06/01/1924 – Ore 18:17 – #191
‘Sì tanto finisco per rimuginare su quanto di fatto vorrei continuare a registrare tali cotidiane faccende su questi fogli già stropicciati. Mi perdo, di tanto ‘n tanto, nel costringermi a dimenticare di prender qualche minuto al dì che va svanendo e aggiornare ulteriormente lo che faccio, lo che occorre, lo che accadrà nel giorno alle porte. Quissà un poco per pigrizia, mi dico, perlomeno fisica, or ch’all’incedere spietato dell’età fornisco dazi sempre più cari a ogni maggese. Oppur ignorare tali recondite giustificazioni e macchinazioni d’una testa che fin troppe volte finisce per errare solitaria e indipendente lungo il ripido e puntuto precipizio della commiserazione. ‘Sì che ‘n andrò a narrar l’ultime settimane che mancan a questo diario poiché se d’importante ‘n effetti qualcosa vi fu, sicuramente rimostrerà il suo aspetto ne’ mesi o quissà anni a venire. E l’ignorare, come sempre fui ripetendo, allevia, alleggerisce e schiarisce, nel momento ‘n cui s’ignora lo che, per quanto si faccia, non andrà mai a cambiare. Da qui partii stamane, dall’aurora rosata e gelida destatomi quasi sin voglia, quasi per pena. E fu una mane atipica, ‘n cui l’obbligazioni non m’han fatto lasciar le mura d’April Street. Claudette mi ha raggiunto durante i rintocchi della nona ora per discuter alcune questioni impellenti sull’inventari assortimentali d’una fabbrica qui vicino, a Knighthill per quanto posso ricordar al momento. Ada, di contrario, è giunta ai primi passi di Claudette giù per le scale e ha riempito di rumori domestici le stanze fino all’ora di pranzo quando ho posato le scartoffie per qualche ora per lasciar ch’anche il corpo usufruisse di questo dì di comodo indaffararsi.

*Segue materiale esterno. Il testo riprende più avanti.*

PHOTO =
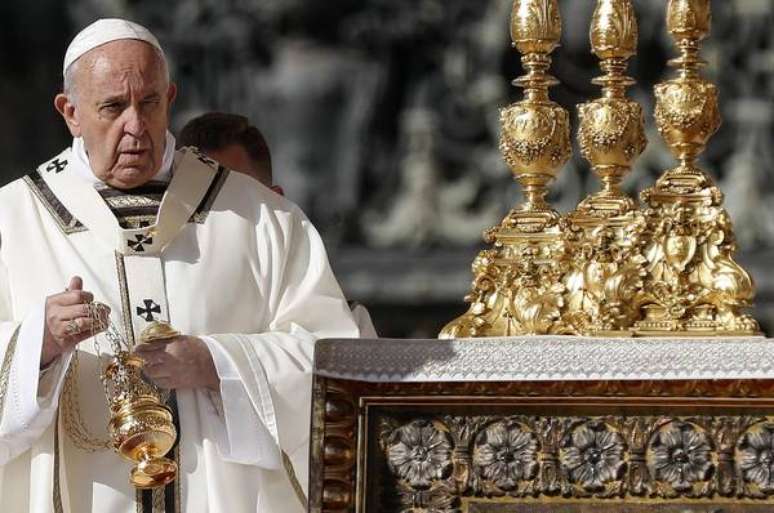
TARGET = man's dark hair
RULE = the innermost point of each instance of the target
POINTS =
(216, 130)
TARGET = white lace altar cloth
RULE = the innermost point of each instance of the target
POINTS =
(546, 358)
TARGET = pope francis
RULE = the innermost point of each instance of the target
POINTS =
(122, 219)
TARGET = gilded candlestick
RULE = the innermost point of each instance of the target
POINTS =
(694, 286)
(606, 231)
(517, 287)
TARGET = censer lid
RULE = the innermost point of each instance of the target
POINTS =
(158, 330)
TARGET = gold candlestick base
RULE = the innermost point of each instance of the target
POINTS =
(693, 286)
(517, 289)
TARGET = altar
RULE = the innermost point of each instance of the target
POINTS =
(607, 362)
(543, 425)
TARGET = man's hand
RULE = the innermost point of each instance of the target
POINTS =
(68, 321)
(180, 362)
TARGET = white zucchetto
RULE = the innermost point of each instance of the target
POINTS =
(105, 31)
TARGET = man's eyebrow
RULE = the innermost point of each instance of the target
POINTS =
(110, 99)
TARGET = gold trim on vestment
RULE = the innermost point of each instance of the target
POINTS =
(5, 370)
(291, 473)
(126, 310)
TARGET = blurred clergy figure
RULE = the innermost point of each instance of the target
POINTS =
(122, 218)
(231, 140)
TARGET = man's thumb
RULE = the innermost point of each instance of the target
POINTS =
(76, 283)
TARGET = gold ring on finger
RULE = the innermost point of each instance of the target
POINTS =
(72, 327)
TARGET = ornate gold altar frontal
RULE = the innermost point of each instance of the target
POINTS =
(610, 267)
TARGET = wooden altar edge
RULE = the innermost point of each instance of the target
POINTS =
(614, 506)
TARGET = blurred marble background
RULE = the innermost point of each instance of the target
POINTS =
(382, 117)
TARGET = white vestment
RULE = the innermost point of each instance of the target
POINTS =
(226, 260)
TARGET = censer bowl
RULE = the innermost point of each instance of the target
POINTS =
(143, 431)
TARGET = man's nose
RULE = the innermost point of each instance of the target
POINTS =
(134, 123)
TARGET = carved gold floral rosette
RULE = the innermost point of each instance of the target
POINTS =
(693, 284)
(606, 231)
(517, 288)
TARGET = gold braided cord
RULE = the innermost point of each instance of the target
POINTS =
(75, 426)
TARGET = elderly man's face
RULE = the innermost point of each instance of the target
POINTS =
(121, 109)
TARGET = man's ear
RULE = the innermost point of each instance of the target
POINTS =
(69, 113)
(171, 93)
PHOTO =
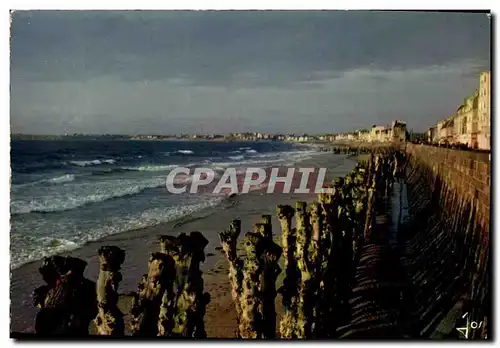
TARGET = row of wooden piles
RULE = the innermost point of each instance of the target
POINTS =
(320, 255)
(170, 300)
(446, 257)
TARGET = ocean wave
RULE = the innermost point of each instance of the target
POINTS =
(39, 247)
(152, 168)
(92, 162)
(55, 180)
(73, 196)
(61, 179)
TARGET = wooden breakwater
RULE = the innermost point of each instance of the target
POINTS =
(448, 243)
(349, 270)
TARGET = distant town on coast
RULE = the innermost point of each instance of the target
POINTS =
(468, 127)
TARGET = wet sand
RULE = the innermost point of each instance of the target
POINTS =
(220, 318)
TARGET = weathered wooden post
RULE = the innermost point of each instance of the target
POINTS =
(229, 239)
(109, 319)
(147, 301)
(290, 283)
(68, 301)
(304, 306)
(251, 321)
(183, 304)
(271, 252)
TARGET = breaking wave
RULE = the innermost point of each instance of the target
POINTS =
(92, 162)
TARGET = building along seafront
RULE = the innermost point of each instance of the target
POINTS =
(470, 125)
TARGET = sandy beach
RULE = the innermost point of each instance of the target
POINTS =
(220, 318)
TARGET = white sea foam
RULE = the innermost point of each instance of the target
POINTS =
(152, 168)
(55, 180)
(61, 179)
(40, 247)
(68, 197)
(92, 162)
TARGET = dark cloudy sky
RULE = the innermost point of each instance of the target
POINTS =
(170, 72)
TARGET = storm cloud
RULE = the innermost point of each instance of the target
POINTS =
(208, 71)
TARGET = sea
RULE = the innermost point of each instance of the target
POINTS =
(66, 193)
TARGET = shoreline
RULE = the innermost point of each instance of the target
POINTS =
(139, 243)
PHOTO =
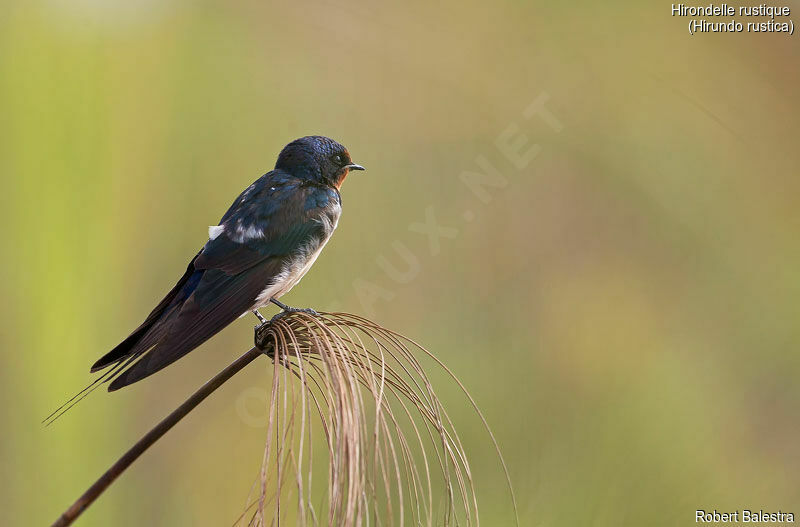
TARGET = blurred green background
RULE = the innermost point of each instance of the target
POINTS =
(624, 308)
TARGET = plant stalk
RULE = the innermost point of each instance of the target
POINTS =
(88, 497)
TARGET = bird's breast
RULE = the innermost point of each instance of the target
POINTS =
(298, 263)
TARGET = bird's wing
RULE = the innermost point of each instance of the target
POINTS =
(236, 265)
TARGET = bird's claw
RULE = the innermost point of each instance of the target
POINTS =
(287, 309)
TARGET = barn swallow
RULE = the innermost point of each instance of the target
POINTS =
(264, 244)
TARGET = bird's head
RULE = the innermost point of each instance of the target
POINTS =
(317, 158)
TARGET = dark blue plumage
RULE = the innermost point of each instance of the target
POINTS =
(263, 245)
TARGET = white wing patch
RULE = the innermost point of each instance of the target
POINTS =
(214, 231)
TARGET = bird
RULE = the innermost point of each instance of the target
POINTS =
(264, 244)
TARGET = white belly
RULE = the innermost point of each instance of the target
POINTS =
(297, 266)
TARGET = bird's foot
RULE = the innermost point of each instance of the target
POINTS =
(288, 309)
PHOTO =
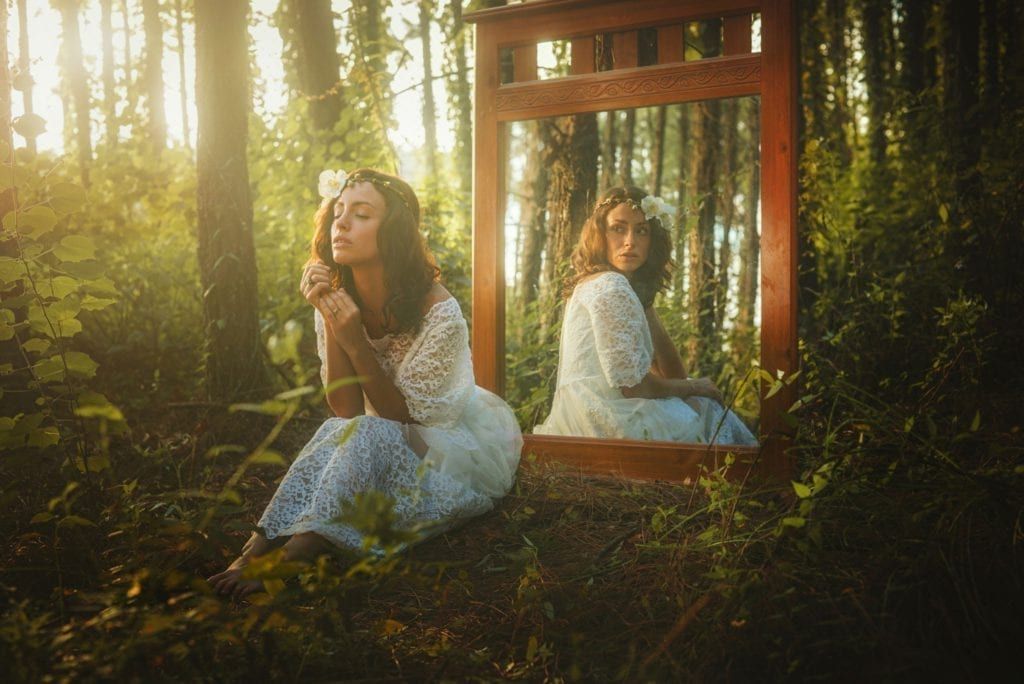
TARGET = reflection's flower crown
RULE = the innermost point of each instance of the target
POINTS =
(333, 182)
(651, 207)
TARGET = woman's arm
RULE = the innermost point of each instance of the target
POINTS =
(668, 362)
(353, 347)
(656, 387)
(345, 401)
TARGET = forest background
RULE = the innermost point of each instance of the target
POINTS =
(157, 366)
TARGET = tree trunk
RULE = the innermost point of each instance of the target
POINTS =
(429, 110)
(704, 173)
(318, 65)
(992, 89)
(226, 253)
(679, 281)
(126, 29)
(876, 44)
(841, 120)
(154, 75)
(728, 204)
(110, 92)
(462, 99)
(77, 84)
(751, 249)
(657, 150)
(25, 63)
(609, 168)
(913, 33)
(534, 229)
(179, 30)
(626, 157)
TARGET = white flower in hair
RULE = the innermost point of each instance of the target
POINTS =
(653, 207)
(331, 183)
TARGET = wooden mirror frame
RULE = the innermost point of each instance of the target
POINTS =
(771, 75)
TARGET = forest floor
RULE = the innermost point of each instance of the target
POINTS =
(570, 578)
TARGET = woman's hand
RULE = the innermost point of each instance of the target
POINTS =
(705, 387)
(342, 317)
(315, 283)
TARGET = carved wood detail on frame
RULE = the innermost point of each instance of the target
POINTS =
(705, 77)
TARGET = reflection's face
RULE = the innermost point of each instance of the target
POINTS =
(628, 239)
(357, 216)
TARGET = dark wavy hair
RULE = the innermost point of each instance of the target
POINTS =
(410, 269)
(591, 253)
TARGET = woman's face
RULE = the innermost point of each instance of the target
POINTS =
(357, 216)
(628, 239)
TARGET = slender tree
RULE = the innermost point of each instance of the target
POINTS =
(841, 119)
(704, 175)
(629, 140)
(657, 148)
(876, 58)
(226, 253)
(179, 33)
(429, 109)
(461, 98)
(110, 84)
(76, 84)
(728, 208)
(751, 245)
(683, 175)
(314, 43)
(25, 65)
(154, 74)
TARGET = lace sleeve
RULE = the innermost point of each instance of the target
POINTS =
(321, 343)
(436, 377)
(621, 332)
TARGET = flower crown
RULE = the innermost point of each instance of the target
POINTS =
(651, 207)
(333, 182)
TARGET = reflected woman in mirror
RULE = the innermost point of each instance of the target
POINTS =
(620, 376)
(408, 419)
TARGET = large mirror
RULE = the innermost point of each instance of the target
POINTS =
(692, 101)
(704, 159)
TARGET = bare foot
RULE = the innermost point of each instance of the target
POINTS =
(230, 581)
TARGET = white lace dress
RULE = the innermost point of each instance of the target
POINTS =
(605, 345)
(460, 455)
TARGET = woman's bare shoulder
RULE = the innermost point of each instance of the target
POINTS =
(436, 295)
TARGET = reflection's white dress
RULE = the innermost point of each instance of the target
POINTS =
(462, 454)
(606, 345)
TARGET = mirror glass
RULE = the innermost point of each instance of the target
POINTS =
(704, 158)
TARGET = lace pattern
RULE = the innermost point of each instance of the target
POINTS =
(332, 469)
(621, 334)
(472, 442)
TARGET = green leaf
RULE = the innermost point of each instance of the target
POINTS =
(34, 221)
(80, 364)
(30, 125)
(75, 521)
(6, 325)
(23, 81)
(11, 269)
(85, 270)
(75, 248)
(67, 198)
(110, 412)
(268, 457)
(269, 408)
(49, 370)
(44, 436)
(91, 303)
(58, 287)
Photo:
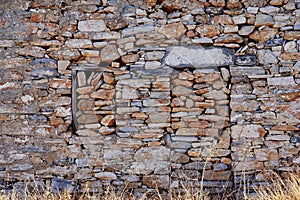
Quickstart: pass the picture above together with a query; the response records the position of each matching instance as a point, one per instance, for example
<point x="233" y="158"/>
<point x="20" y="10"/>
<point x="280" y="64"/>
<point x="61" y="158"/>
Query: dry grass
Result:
<point x="276" y="189"/>
<point x="107" y="195"/>
<point x="280" y="189"/>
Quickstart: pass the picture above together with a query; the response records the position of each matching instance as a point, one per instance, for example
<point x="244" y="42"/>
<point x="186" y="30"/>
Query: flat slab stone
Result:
<point x="198" y="57"/>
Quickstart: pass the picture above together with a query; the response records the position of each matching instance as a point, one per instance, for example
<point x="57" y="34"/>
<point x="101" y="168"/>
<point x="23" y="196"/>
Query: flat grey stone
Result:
<point x="249" y="59"/>
<point x="198" y="57"/>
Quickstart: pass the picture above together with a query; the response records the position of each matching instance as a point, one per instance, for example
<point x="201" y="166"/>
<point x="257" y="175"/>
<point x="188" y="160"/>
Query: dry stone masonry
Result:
<point x="148" y="94"/>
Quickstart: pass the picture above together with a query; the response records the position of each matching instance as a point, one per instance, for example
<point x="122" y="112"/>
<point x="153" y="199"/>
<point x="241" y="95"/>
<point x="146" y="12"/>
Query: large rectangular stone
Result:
<point x="198" y="57"/>
<point x="283" y="81"/>
<point x="137" y="29"/>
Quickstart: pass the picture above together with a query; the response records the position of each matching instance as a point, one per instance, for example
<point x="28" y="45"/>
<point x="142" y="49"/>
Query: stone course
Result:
<point x="146" y="94"/>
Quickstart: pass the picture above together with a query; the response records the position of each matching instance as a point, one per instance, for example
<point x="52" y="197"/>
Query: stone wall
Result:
<point x="146" y="94"/>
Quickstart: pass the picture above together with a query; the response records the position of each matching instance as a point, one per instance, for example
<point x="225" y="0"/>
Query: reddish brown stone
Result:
<point x="207" y="30"/>
<point x="231" y="4"/>
<point x="229" y="38"/>
<point x="37" y="17"/>
<point x="292" y="35"/>
<point x="154" y="181"/>
<point x="223" y="19"/>
<point x="131" y="58"/>
<point x="285" y="128"/>
<point x="289" y="96"/>
<point x="263" y="35"/>
<point x="104" y="94"/>
<point x="116" y="23"/>
<point x="217" y="3"/>
<point x="61" y="83"/>
<point x="174" y="30"/>
<point x="109" y="78"/>
<point x="217" y="175"/>
<point x="290" y="56"/>
<point x="171" y="5"/>
<point x="191" y="34"/>
<point x="84" y="104"/>
<point x="199" y="124"/>
<point x="108" y="120"/>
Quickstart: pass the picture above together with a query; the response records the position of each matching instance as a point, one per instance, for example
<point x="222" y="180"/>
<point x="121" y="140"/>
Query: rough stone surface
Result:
<point x="148" y="95"/>
<point x="181" y="57"/>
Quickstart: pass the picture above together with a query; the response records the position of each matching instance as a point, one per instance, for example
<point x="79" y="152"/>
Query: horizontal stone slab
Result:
<point x="198" y="57"/>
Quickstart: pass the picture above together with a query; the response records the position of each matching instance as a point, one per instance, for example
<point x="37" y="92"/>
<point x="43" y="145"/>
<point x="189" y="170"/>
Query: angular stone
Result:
<point x="156" y="102"/>
<point x="269" y="9"/>
<point x="108" y="120"/>
<point x="158" y="117"/>
<point x="181" y="145"/>
<point x="109" y="53"/>
<point x="105" y="36"/>
<point x="240" y="19"/>
<point x="154" y="55"/>
<point x="85" y="90"/>
<point x="242" y="105"/>
<point x="187" y="131"/>
<point x="276" y="2"/>
<point x="248" y="71"/>
<point x="266" y="57"/>
<point x="217" y="175"/>
<point x="104" y="94"/>
<point x="6" y="43"/>
<point x="81" y="79"/>
<point x="79" y="43"/>
<point x="282" y="81"/>
<point x="229" y="38"/>
<point x="289" y="96"/>
<point x="292" y="35"/>
<point x="106" y="130"/>
<point x="62" y="65"/>
<point x="181" y="91"/>
<point x="216" y="95"/>
<point x="109" y="78"/>
<point x="249" y="59"/>
<point x="153" y="65"/>
<point x="61" y="83"/>
<point x="278" y="137"/>
<point x="130" y="58"/>
<point x="106" y="176"/>
<point x="157" y="181"/>
<point x="91" y="26"/>
<point x="137" y="30"/>
<point x="248" y="131"/>
<point x="198" y="57"/>
<point x="116" y="23"/>
<point x="180" y="158"/>
<point x="159" y="153"/>
<point x="37" y="52"/>
<point x="87" y="119"/>
<point x="59" y="185"/>
<point x="295" y="56"/>
<point x="66" y="54"/>
<point x="263" y="20"/>
<point x="173" y="31"/>
<point x="85" y="104"/>
<point x="129" y="93"/>
<point x="207" y="31"/>
<point x="231" y="4"/>
<point x="231" y="29"/>
<point x="263" y="35"/>
<point x="246" y="30"/>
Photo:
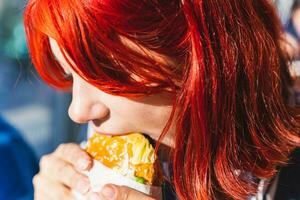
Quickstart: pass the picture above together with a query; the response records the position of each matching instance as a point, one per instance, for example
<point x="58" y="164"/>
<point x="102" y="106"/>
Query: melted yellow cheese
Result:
<point x="130" y="155"/>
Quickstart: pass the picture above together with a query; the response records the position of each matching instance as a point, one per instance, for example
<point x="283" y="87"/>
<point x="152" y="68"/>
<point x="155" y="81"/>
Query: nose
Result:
<point x="86" y="104"/>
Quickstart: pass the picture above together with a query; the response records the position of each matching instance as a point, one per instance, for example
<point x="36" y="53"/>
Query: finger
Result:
<point x="74" y="155"/>
<point x="58" y="170"/>
<point x="113" y="192"/>
<point x="48" y="189"/>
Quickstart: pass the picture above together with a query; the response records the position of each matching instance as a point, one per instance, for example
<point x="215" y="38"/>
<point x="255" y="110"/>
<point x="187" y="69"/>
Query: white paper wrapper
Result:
<point x="101" y="175"/>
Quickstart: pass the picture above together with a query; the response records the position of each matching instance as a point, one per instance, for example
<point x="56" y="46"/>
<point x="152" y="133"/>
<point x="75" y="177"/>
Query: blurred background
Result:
<point x="34" y="116"/>
<point x="38" y="111"/>
<point x="39" y="114"/>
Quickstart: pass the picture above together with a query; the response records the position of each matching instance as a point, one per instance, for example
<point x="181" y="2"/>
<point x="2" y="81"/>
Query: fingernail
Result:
<point x="108" y="192"/>
<point x="94" y="197"/>
<point x="82" y="186"/>
<point x="82" y="163"/>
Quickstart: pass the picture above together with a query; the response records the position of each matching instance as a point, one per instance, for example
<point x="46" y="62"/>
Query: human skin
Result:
<point x="107" y="114"/>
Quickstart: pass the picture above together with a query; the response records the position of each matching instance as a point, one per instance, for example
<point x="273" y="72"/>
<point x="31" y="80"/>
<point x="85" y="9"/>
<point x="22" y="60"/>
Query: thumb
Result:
<point x="114" y="192"/>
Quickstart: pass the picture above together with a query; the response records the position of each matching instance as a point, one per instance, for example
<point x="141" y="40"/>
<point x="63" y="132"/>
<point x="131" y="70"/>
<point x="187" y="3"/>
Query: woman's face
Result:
<point x="116" y="115"/>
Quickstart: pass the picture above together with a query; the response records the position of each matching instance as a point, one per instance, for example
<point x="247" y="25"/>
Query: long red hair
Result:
<point x="230" y="81"/>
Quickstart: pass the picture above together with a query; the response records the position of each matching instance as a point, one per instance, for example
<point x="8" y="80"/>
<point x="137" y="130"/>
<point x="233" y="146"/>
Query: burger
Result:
<point x="130" y="155"/>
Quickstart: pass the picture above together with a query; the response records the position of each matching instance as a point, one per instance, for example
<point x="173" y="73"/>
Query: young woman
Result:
<point x="208" y="78"/>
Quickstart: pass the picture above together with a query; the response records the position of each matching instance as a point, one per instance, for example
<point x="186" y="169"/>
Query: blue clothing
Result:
<point x="18" y="165"/>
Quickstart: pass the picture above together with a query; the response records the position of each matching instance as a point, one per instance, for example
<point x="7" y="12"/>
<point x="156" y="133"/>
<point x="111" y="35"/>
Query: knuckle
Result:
<point x="44" y="161"/>
<point x="35" y="180"/>
<point x="61" y="148"/>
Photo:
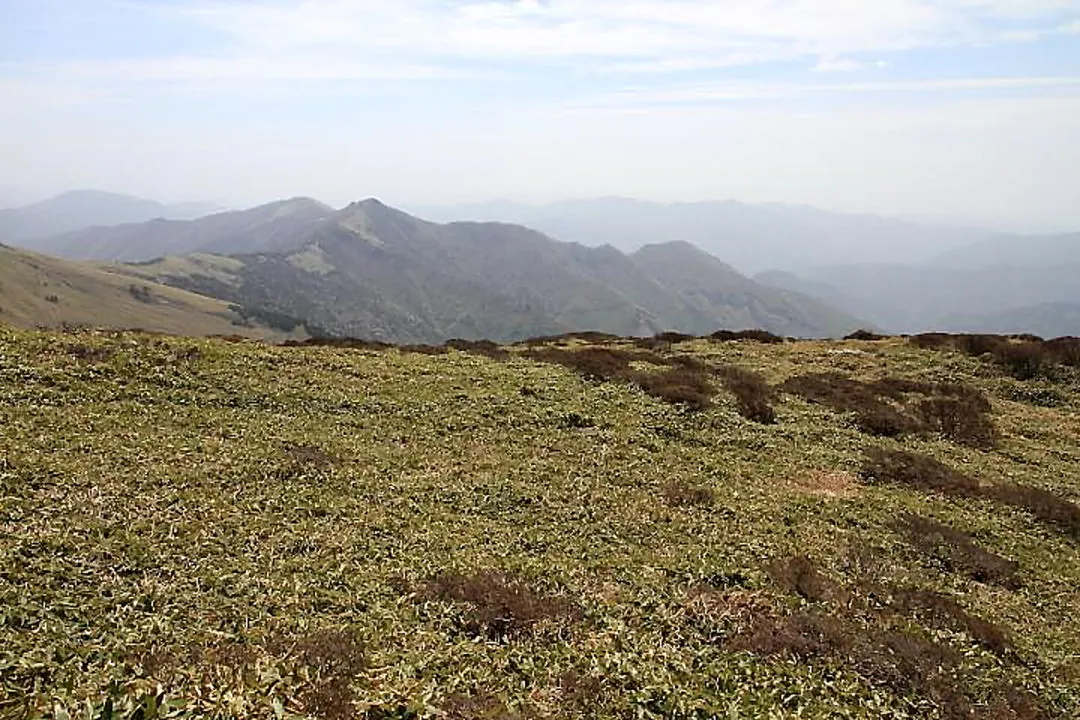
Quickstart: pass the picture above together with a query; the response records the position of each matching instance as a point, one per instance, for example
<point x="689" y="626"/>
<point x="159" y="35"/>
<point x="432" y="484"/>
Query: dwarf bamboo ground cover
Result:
<point x="202" y="528"/>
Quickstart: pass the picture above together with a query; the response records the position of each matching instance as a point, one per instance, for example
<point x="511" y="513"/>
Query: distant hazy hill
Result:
<point x="369" y="270"/>
<point x="1048" y="320"/>
<point x="40" y="290"/>
<point x="1015" y="250"/>
<point x="273" y="227"/>
<point x="752" y="238"/>
<point x="917" y="298"/>
<point x="85" y="208"/>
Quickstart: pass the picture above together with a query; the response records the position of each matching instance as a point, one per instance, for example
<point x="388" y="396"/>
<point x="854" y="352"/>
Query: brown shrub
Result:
<point x="684" y="494"/>
<point x="979" y="344"/>
<point x="1065" y="350"/>
<point x="903" y="662"/>
<point x="1024" y="357"/>
<point x="424" y="350"/>
<point x="334" y="660"/>
<point x="345" y="343"/>
<point x="579" y="691"/>
<point x="960" y="419"/>
<point x="864" y="335"/>
<point x="501" y="607"/>
<point x="1051" y="510"/>
<point x="585" y="336"/>
<point x="483" y="348"/>
<point x="476" y="707"/>
<point x="943" y="611"/>
<point x="756" y="336"/>
<point x="881" y="420"/>
<point x="1015" y="704"/>
<point x="753" y="394"/>
<point x="309" y="454"/>
<point x="916" y="471"/>
<point x="90" y="354"/>
<point x="957" y="551"/>
<point x="800" y="575"/>
<point x="842" y="394"/>
<point x="800" y="635"/>
<point x="932" y="340"/>
<point x="1024" y="361"/>
<point x="677" y="386"/>
<point x="663" y="340"/>
<point x="682" y="383"/>
<point x="592" y="363"/>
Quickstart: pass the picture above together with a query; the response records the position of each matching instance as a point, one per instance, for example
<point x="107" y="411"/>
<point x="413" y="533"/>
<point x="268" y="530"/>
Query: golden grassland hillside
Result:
<point x="41" y="290"/>
<point x="575" y="527"/>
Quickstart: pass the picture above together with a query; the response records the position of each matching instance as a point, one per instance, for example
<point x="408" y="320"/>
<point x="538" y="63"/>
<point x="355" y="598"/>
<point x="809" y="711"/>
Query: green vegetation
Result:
<point x="574" y="527"/>
<point x="40" y="290"/>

Misero ma soddisfacente il pasto che ha preceduto i pochi minuti di sogni che mi son concesso poco dopo, prima di tornar sull’archivi, sull’agende, sulli programmi ormai affamati di completamento. E ancora qui, su d’essi colla fronte e l’orecchie ovattate sono, a dar tempo e luoghi all’appuntamenti ch’avrò da solver queste prime settimane dell’anno. E v’è ottimismo, non posso negarlo, caro diario. V’è ottimismo come forse mai prima, ché ne’ piccoli passi, ne’ brevi scatti, ne’ frustranti scivolate, m’accorgo che mi son abituato alle salite ch’ormai salite più non paiono ma lunghi viali sconnessi, con travi a mezz’aria da saltare e l’eco lontano del vento che annuncia la valle e la sua inseparabile discesa, ov’ora come allora mi spingo.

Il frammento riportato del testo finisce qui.